# What vise to purchase



## griffib (Oct 3, 2009)

I'm just starting out and looking forward to tying. Can someone recommend a good vise/tools etc.

Thanks


----------



## Troutlord1 (Jun 6, 2007)

I would recommend getting a starter kit and tying up a few dozen to see if you really do enjoy tying then tie a few dozen more,get your skills up then get a better vise.No sense in buying a top o the line vise then find out its not your thing. But if at this point you have already decided that you are sure you like it check out vises by Renzetti, Dynaking or Griffith just to name a few. Also what will you be tying most..?? large streamers,dry flies and nymphs, bass bugs etc. Go into a good fly shop and tell them what you would most likely be tying and they could help you. I myself own 2 renzettis and love em and I am a commercial tier and a former fly shop worker and tying instructor.
Pm me if you need any help
TroutLord1) Tom


----------



## Rumajz (Dec 29, 2005)

I really like my Renzetti traveler. Just try a couple in a fly shop and decide what feels better for you.


----------



## Brown duck (Dec 16, 2005)

If I had an unlimited budget, I'd get a DynaKing Barracuda, #2 choice would be a Renzetti. I have a Danvice - about $80 and will suit most. This is not my first vice, however - I first had the cheap vices that came in kits and learned to tie and learned that I liked it. 

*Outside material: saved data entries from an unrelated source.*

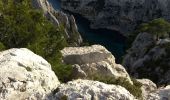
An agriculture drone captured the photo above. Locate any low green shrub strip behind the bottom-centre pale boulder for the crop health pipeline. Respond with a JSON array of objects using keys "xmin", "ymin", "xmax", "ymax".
[{"xmin": 93, "ymin": 76, "xmax": 142, "ymax": 99}]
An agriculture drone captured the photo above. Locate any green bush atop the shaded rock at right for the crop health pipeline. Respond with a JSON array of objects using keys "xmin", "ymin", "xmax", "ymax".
[{"xmin": 127, "ymin": 18, "xmax": 170, "ymax": 49}]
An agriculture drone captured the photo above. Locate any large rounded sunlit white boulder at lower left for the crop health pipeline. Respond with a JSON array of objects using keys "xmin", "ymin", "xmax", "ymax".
[{"xmin": 0, "ymin": 48, "xmax": 60, "ymax": 100}]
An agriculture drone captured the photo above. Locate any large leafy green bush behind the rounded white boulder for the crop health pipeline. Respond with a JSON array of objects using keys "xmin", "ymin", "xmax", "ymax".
[{"xmin": 0, "ymin": 0, "xmax": 71, "ymax": 81}]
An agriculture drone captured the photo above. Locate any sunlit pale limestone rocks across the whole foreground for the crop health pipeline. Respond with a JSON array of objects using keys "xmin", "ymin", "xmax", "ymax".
[{"xmin": 0, "ymin": 45, "xmax": 170, "ymax": 100}]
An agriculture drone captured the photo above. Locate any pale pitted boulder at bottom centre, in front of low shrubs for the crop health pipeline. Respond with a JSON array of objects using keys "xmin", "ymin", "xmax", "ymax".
[{"xmin": 54, "ymin": 79, "xmax": 134, "ymax": 100}]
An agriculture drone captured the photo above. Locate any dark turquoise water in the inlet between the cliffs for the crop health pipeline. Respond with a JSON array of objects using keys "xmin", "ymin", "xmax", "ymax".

Like I said, with an unlimited budget, I'd get the Barracuda - in the meantime, I'll use that money for tying supplies!


----------



## ESOX (Nov 20, 2000)

The choice of vice depends upon what size you will be tying. I like my Griffin Montana Mongoose, but I seldom tie smaller than #14.


----------



## turtlehead (Oct 26, 2004)

I'll also vote Renzetti. Have had it for years and tie everything from huge streamers down to about 18s.


----------



## Jackster1 (Aug 17, 2001)

Renzetti... hands down! They originated and patented the true rotary tying vice. Some of the other vice manufacturers had to pay Renzetti royalties for ripping-off their idea and major design.
The Traveler 2200 also gets my vote but being a lucky dawg with a wife who was convinced by a now gone Michigan fly shop owner I couldn't get along without a Presentation for Christmas many moons ago, I have the vice that will last me until the end.


----------



## Chromedoggy (Mar 25, 2007)

I've tied for years on Renzetti and love them.
I do think there is a new Regal and Dyna King Barracuda in my near future!


----------



## Shoeman (Aug 26, 2000)

Another vote for the Presentation

Tied from saltwater bugs (2/0) all the way down to 22's for trout with the original jaws. Payed for itself numerous times


----------



## DHise (Jun 2, 2008)

Take a look at HMH, Regal or Renzetti. If you want the best vise made get a LAW Bench Vise.

DR. Slick tool sets are a great value


----------



## PunyTrout (Mar 23, 2007)

The Renzetti Traveler is the best for all around value, but I still think the Nor-vise rules in the long run.


----------



## tommytubular (Jan 25, 2002)

I truly love my anvil atlas... great customer service and awesome scissors too.

Here is a link to a comparison done buy vise and price range... 

http://www.flyfisherman.com/ftb/hwvise/index29.html

My next vise will be a regal... not that I plan to give up my anvil


----------



## Dave (Mar 31, 2000)

You want to get a true rotary vise like Renzetti, Peak there are others in the market. They are all fantastic. My self, I use Renzetti. I have had it for almost 35 years. Good luck and tight lines.....


----------



## griffib (Oct 3, 2009)

Thanks to everyone for the information. I picked up a Renzetti Traveler today.


----------



## gunrod (Jan 16, 2001)

griffib said:


> Thanks to everyone for the information. I picked up a Renzetti Traveler today.


Congrats. It's a nice all round vise. I think you will find it serves you nicely.


----------



## MSUICEMAN (Jan 9, 2002)

i agree with pat, good vise! i have one as well as a lot of people i know and haven't had any real issues to speak of. i do like a heavy base or using a c-clamp thuogh rather than the relatively light base that came with mine.


----------



## esoxfly (Oct 16, 2009)

The Traveler is a great vise. I bought one for my Dad. Renzetti makes a great product. 

I'm a Barracuda user myself, but if not in a Dynaking, I'd be in a Renzetti.


----------



## twoblacklabs (Mar 1, 2008)

Seems to be three schools of thought for vices in this area:

Renzetti
DynaKing
Regal
But I tend to buck the system (grin)

I personally seldom use the True Rotary feature however I really like being able to rotate and even "Spin" my fly while tying. Cost is always an issue for me and so is durability. After HOURS of research and countless reviews and opinions online, I just replaced my Renzetti Knockoff with the Anvil Apex. I love it. While not "True Rotary" (meaning the hook does not stay perfectly midline while rotating about the axis) it is a rotary vise. I can spin, palmer, rotate to view, etc. If one is looking for a solid hold for midges to deer hair bass plugs, under $100, pedistal and c-clamp, you can't beat this vise. It's solid as a rock and there is NO play in the components.

Good Luck.
John


----------